Awards
- Bicentennial Medal - 2020
- Distinguished Professor (Emeritus) - 2002
- Guggenheim Fellow - 1986
James (Jim) Riley's eight books and dozens of articles represent a path from the esoteric world of eighteenth-century finance to a global history of health. In each area, he has been a pioneer, crossing disciplinary frontiers and finding insights in new places. A native of North Carolina, he received his B.A. and Ph.D. from the University of North Carolina, and taught at the University of Houston before coming to IU in 1975. He has received numerous fellowships and grants both here and abroad, and in 2002, his many contributions were recognized with promotion to distinguished professor.

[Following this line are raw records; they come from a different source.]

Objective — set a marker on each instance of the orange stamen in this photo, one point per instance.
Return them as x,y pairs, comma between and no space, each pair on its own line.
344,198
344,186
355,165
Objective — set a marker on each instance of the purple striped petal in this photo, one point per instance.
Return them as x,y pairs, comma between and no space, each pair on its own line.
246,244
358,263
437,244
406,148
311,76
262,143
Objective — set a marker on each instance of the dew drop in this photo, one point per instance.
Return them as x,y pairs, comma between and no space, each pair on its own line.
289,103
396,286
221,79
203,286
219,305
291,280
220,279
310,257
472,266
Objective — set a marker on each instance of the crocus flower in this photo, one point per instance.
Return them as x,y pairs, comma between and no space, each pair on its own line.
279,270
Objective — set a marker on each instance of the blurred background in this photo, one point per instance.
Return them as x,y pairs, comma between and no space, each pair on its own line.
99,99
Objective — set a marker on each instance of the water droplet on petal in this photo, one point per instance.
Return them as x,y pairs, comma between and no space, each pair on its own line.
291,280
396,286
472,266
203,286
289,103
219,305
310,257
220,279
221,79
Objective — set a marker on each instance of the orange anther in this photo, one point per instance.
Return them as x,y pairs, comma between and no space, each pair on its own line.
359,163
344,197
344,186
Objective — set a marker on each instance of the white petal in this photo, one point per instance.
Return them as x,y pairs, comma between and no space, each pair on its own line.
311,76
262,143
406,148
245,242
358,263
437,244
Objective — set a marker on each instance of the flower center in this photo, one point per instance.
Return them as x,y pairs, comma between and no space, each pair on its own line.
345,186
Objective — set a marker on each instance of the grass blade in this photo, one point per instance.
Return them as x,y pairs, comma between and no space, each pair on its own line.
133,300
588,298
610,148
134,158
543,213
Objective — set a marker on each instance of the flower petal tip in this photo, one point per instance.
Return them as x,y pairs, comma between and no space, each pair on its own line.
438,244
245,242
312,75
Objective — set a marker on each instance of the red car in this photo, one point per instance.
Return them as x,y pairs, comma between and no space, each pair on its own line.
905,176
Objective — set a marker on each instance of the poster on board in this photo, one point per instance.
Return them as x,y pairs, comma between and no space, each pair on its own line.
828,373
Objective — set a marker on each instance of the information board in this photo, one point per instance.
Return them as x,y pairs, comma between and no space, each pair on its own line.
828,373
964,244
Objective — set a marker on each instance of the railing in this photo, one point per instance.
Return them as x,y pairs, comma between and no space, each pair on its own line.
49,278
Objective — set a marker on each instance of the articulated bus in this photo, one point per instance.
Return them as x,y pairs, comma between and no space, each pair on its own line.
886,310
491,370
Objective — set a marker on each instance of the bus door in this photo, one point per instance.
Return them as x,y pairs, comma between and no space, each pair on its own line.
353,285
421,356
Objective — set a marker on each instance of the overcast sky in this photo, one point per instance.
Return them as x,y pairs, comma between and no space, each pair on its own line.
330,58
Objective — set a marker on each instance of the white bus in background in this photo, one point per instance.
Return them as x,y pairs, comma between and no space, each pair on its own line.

Riley began his career as a historian of public finance. His first book, International Government Finance and the Amsterdam Capital Market, 1740-1815 (1980), examines the emergence of an international capital market and its role in financing political and military competition between states. In the American Historical Review, economic historian Jan de Vries called this book "easily the most comprehensive history of the Amsterdam capital market to exist in any language . . ." and it remains so today.
Riley has been a strong advocate of a global approach in his teaching too. His course, The World Since 1945, was popular with undergraduates, and he offered courses on teaching world history to graduate students. Students in his course on the history of public health have learned how to use history to promote public health. Recent classes have published Internet guides, one of which, "Bioterrorism and Me," has been recognized by the Homeland Security Digital Library and the American College of Physicians.
Riley received the IU Bicentennial Medal in September 2020 in recognition of his distinguished contributions to Indiana University.